4.3 First map/reduce Project

Create a new Map/reduce project and copy the Wordcount.java in example to the new project. First write a data input file, as follows:


Create the/tmp/workcount directory on HDFs with the command of Hadoop, with the following command:
Hadoop Fs-mkdir/tmp/wordcount
Copy the newly created Word.txt to HDFs with the copyfromlocal command as follows:
Hadoop fs-copyfromlocal/word.txt  /tmp/wordcount/word.txt

This time we go back to eclipse, in the map/reduce locations reconnect look, found more files, as shown below,


4.4 Running the first map/reduce Project

In Wordcount.java, right-click-->run as-->run configurations, configured as follows,


Two configuration parameters are easy to understand, that is, input files and output files. Click Run, running the program, and so on after the run, see the results of the run, also on the Map/reduce locations reconnect see (also can command Hadoop fs-ls/tmp/wordcount/out) will find another folder, The following two files are included.

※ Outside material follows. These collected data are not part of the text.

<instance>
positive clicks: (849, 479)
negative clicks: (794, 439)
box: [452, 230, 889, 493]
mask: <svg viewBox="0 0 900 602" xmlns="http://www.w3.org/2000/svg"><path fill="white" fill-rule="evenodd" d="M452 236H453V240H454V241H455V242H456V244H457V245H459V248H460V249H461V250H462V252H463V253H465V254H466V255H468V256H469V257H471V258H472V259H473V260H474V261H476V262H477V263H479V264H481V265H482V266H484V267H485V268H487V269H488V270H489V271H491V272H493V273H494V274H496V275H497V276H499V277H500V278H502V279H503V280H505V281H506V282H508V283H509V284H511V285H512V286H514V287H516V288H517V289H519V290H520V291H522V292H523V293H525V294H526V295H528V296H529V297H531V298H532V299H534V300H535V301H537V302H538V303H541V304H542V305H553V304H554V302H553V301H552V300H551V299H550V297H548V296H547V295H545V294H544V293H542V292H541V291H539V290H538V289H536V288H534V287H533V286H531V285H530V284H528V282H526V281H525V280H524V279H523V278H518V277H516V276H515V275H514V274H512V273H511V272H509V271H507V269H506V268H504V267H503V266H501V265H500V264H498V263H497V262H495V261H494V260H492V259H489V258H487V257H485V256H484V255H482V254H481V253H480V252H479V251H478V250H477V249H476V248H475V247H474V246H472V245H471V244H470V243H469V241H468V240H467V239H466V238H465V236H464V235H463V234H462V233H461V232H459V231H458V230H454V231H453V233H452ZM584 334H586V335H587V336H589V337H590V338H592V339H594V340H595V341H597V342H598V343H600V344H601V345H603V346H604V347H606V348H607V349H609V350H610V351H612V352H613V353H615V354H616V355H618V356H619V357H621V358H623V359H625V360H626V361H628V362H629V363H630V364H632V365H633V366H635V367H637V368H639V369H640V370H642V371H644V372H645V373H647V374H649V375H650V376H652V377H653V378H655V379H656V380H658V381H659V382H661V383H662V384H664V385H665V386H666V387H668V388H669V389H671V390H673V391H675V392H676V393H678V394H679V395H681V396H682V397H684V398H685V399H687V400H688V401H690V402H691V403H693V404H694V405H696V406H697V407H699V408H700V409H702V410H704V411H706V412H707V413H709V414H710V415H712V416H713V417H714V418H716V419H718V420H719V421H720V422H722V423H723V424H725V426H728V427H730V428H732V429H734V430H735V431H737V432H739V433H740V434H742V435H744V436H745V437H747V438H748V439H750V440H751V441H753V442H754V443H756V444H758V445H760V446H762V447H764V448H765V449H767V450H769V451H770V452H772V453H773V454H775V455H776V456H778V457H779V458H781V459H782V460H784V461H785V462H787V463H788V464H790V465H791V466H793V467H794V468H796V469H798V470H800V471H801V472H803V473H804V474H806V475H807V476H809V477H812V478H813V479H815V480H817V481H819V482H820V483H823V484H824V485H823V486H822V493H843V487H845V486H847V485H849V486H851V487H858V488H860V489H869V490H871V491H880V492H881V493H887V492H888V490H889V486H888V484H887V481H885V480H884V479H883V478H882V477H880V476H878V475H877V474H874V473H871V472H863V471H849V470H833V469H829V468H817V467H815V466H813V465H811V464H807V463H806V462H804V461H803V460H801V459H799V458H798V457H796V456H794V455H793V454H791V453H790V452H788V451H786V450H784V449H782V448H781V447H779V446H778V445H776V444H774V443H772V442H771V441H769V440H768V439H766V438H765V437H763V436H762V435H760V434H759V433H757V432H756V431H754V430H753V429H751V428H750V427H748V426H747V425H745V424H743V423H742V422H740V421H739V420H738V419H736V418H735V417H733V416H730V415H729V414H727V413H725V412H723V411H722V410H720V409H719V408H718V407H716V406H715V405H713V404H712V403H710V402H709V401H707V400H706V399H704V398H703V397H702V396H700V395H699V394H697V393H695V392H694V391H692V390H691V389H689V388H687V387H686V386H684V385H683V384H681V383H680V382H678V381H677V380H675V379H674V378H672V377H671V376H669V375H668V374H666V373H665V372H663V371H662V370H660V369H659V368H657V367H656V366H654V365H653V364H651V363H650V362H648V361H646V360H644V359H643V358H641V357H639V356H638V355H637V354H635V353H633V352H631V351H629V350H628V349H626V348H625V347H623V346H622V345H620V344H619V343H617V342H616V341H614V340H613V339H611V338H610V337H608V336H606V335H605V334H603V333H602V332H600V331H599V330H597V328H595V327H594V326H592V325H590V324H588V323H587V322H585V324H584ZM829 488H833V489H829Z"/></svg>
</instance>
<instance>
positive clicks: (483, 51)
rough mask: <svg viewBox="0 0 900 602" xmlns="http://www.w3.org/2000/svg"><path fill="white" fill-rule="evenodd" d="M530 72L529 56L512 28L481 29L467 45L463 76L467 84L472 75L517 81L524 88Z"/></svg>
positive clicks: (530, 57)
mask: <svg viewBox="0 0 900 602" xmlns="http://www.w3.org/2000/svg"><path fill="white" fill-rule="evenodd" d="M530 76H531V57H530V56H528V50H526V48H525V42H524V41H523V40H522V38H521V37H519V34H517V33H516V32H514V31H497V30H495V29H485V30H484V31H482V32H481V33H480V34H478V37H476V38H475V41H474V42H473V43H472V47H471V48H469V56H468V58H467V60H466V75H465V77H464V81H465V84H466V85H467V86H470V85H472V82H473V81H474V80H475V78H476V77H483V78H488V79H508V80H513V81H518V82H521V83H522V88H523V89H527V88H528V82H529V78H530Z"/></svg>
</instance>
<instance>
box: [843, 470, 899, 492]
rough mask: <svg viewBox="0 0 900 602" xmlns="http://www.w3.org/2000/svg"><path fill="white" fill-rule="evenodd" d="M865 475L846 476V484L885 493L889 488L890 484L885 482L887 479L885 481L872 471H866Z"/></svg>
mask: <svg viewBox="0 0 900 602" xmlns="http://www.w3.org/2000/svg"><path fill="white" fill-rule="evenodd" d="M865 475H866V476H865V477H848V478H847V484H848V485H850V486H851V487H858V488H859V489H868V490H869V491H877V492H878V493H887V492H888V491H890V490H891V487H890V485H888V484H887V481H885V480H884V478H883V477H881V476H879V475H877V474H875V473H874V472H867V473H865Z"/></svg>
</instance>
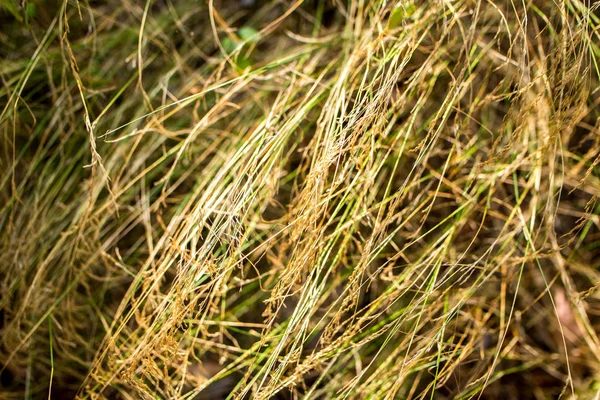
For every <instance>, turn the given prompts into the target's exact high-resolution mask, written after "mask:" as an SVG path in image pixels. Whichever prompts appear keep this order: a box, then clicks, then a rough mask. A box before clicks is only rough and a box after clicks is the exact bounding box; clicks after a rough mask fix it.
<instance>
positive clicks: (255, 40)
mask: <svg viewBox="0 0 600 400" xmlns="http://www.w3.org/2000/svg"><path fill="white" fill-rule="evenodd" d="M238 36H239V37H240V39H242V40H243V41H245V42H246V41H247V42H257V41H258V39H260V37H259V36H260V35H259V33H258V31H257V30H256V29H254V28H252V27H251V26H242V27H241V28H240V30H239V31H238Z"/></svg>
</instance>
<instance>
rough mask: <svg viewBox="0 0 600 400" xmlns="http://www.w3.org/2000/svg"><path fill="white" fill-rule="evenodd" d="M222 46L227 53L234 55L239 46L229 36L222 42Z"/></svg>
mask: <svg viewBox="0 0 600 400" xmlns="http://www.w3.org/2000/svg"><path fill="white" fill-rule="evenodd" d="M221 46H223V49H224V50H225V52H227V53H232V52H233V51H234V50H235V49H236V48H237V46H238V45H237V44H236V43H235V42H234V41H233V39H231V38H230V37H229V36H227V37H226V38H225V39H223V41H222V42H221Z"/></svg>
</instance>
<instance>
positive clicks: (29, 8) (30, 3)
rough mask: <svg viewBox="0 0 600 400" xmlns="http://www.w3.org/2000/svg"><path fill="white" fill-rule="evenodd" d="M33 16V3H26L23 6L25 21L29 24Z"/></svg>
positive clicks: (30, 21)
mask: <svg viewBox="0 0 600 400" xmlns="http://www.w3.org/2000/svg"><path fill="white" fill-rule="evenodd" d="M34 18H35V3H27V6H26V7H25V23H26V24H27V25H29V24H31V21H32V20H33V19H34Z"/></svg>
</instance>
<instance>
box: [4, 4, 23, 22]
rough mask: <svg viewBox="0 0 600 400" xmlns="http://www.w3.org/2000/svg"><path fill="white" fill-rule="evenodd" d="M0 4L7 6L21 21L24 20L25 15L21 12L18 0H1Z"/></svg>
mask: <svg viewBox="0 0 600 400" xmlns="http://www.w3.org/2000/svg"><path fill="white" fill-rule="evenodd" d="M0 5H1V6H3V7H4V8H6V9H7V10H8V11H9V12H10V13H11V14H12V15H13V16H14V17H15V18H16V19H17V21H19V22H23V17H22V16H21V14H19V7H18V5H17V1H16V0H0Z"/></svg>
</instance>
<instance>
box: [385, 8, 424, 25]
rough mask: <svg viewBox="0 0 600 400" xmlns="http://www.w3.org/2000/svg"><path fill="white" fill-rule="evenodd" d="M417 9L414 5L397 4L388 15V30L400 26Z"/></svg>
mask: <svg viewBox="0 0 600 400" xmlns="http://www.w3.org/2000/svg"><path fill="white" fill-rule="evenodd" d="M416 10H417V8H416V7H415V5H414V4H408V5H402V4H399V5H397V6H396V8H394V9H393V10H392V13H391V14H390V19H389V20H388V27H389V28H390V29H394V28H396V27H398V26H399V25H400V24H402V21H404V19H405V18H410V17H411V16H412V15H413V14H414V13H415V11H416Z"/></svg>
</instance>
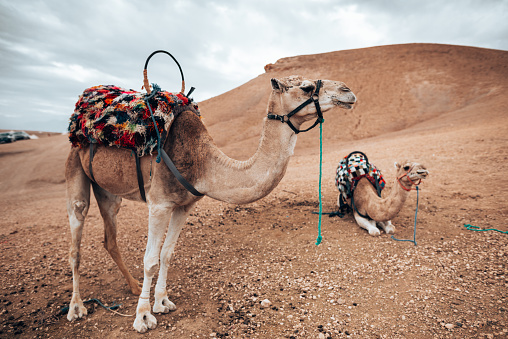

Using the command to view the part-r-00000 file, Hadoop fs-cat/tmp/wordcount/out/part-r-00000 can view the results of the run.


Well, now set up the basic development environment, the small partners can go to toss!

Hadoop Development Environment Building

Contact Us

The content source of this page is from Internet, which doesn't represent Alibaba Cloud's opinion; products and services mentioned on that page don't have any relationship with Alibaba Cloud. If the content of the page makes you feel confusing, please write us an email, we will handle the problem within 5 days after receiving your email.

If you find any instances of plagiarism from the community, please send an email to: info-contact@alibabacloud.com and provide relevant evidence. A staff member will contact you within 5 working days.

A Free Trial That Lets You Build Big!

Start building with 50+ products and up to 12 months usage for Elastic Compute Service

  • Sales Support

    1 on 1 presale consultation

  • After-Sales Support

    24/7 Technical Support 6 Free Tickets per Quarter Faster Response

  • Alibaba Cloud offers highly flexible support services tailored to meet your exact needs.